# Fischbesatz für einen See 4.500 m2



## Benny78 (9. November 2005)

Hallo Zusammen,

seit kurzem besitzen wir einen See mit einer Fläche von ca. 4.500 m2. Der See enstand aus einer ehemaligen Kiesgrube in den 70ger Jahren. Die Wassertiefe beträgt ca. zwischen 1,5 Metern und 3 Metern. Der See ist schön eingewachsen und es gibt auch Schilf und Seerosenfelder.

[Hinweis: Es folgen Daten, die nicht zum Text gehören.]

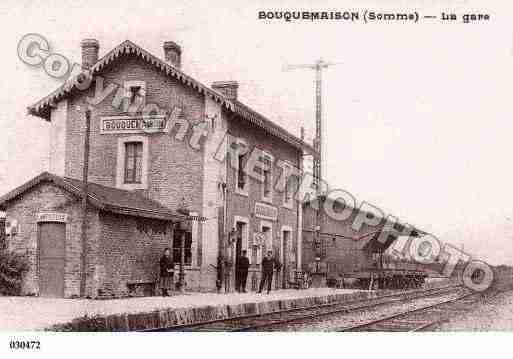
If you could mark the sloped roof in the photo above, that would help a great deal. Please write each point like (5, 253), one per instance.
(42, 107)
(104, 198)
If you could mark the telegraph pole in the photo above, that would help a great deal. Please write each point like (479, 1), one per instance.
(85, 172)
(319, 128)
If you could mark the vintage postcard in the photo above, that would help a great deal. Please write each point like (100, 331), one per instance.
(255, 166)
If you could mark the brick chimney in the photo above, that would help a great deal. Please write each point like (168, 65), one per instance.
(90, 49)
(173, 53)
(227, 88)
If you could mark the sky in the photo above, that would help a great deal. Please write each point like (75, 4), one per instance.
(417, 115)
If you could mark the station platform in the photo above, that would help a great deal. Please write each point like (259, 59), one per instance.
(146, 313)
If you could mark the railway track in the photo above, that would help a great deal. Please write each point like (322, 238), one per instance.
(284, 317)
(423, 318)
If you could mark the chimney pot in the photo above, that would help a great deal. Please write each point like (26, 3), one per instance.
(90, 49)
(228, 88)
(173, 53)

Laut Vorbesitzer sind in dem See Karpfen, Rotfedern und Schleien. Karpfen und Rotfedern wurden bereits gefangen. Da im See sehr viele Rotfedern in allen Größen vorhanden sind (Angel reinwerfen, Biss erfolgt in 30 Sekunden) wollen wir nun ein paar Raubfische und eventuell andere Fische einsetzen.

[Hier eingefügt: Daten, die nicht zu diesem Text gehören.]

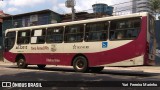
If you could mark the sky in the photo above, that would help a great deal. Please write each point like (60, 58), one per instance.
(14, 7)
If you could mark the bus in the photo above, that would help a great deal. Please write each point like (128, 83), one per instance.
(87, 45)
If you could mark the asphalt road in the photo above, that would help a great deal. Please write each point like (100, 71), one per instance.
(52, 73)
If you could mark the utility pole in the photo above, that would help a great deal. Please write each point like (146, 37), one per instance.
(71, 4)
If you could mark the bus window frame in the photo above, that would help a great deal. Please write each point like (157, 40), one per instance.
(23, 37)
(102, 31)
(62, 27)
(6, 37)
(32, 35)
(65, 34)
(126, 29)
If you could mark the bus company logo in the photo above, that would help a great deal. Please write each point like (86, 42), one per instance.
(6, 84)
(53, 48)
(104, 44)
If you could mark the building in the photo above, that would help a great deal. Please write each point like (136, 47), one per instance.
(140, 6)
(30, 19)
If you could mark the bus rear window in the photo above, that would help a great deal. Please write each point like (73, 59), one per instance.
(127, 29)
(96, 31)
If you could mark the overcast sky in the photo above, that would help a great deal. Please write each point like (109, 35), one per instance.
(23, 6)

Angedacht sind Hecht und Zander, vieleicht auch ein paar Störe.

Nun wollte ich mal eure Meinung hören, wieviel Fische dort eingesetzt werden können oder was ihr so für Ideen habt.

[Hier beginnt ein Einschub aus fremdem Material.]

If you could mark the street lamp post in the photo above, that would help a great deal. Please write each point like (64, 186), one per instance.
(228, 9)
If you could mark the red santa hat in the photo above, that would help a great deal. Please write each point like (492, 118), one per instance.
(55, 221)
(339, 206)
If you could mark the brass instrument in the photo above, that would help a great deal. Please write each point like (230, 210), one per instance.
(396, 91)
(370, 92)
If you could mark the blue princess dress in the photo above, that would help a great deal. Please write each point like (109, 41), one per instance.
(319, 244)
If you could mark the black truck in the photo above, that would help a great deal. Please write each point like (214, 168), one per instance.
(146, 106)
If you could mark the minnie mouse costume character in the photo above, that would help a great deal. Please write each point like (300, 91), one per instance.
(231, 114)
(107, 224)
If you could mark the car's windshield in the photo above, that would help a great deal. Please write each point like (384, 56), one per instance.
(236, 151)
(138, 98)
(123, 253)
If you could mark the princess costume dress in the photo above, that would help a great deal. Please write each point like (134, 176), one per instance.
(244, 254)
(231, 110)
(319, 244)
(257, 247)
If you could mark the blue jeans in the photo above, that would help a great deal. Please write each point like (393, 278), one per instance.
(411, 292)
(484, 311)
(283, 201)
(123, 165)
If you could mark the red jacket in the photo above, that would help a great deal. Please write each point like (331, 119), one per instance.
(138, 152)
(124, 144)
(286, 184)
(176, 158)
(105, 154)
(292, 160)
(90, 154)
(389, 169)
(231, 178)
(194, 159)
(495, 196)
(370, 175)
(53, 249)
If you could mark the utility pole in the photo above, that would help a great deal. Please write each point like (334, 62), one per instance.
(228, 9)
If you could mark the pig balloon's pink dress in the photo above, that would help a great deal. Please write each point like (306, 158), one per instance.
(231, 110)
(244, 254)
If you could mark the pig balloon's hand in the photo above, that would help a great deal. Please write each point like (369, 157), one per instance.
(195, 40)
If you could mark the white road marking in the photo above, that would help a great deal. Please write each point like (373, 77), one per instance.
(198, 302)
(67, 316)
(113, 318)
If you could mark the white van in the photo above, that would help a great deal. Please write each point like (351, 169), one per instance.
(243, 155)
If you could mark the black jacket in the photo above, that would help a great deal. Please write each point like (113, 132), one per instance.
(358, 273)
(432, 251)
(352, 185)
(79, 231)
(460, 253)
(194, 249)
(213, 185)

Könnten dort auch Forellen eingesetzt werden?

Über Tips bin ich euch dankbar. Auch über Fischzuchtbetriebe im Ulmer / Günzburger Raum.

Vielen Dank und Gruß

Benny


----------



## Reisender (9. November 2005)

*AW: Fischbesatz für einen See 4.500 m2*

@Benny78


Erst mal Herzlich Willkommen bei uns !!!!  |wavey: |wavey: |wavey: |wavey: |wavey: und viel Spaß ...........Bei uns wird Dir Geholfen ....#h #h #h #h


----------



## Hechthunter21 (9. November 2005)

*AW: Fischbesatz für einen See 4.500 m2*



			
				Reisender schrieb:
			
		

> @Benny78
> 
> 
> Erst mal Herzlich Willkommen bei uns !!!!  |wavey: |wavey: |wavey: |wavey: |wavey: und viel Spaß ...........Bei uns wird Dir Geholfen ....#h #h #h #h



genau ...
so 
soll es 
sein!


ähm ich sag bzw.schreib mal so wenn der Teich/Weiher über Zu bzw.Ablauf verfügt dann solltest du auf jeden Fall Forellen besetzen können!
Und über den Hecht brauchst du nicht weiter nachzudenken da er eh schon in dem Gewässer vorkommt!:q

Willkommen & viel Spass an Board!|wavey:


----------



## Benny78 (9. November 2005)

*AW: Fischbesatz für einen See 4.500 m2*

Leider verfügt der See über keinen Zu- bzw. Ablauf. Wird vermutlich durch Grundwasser gespeist der See.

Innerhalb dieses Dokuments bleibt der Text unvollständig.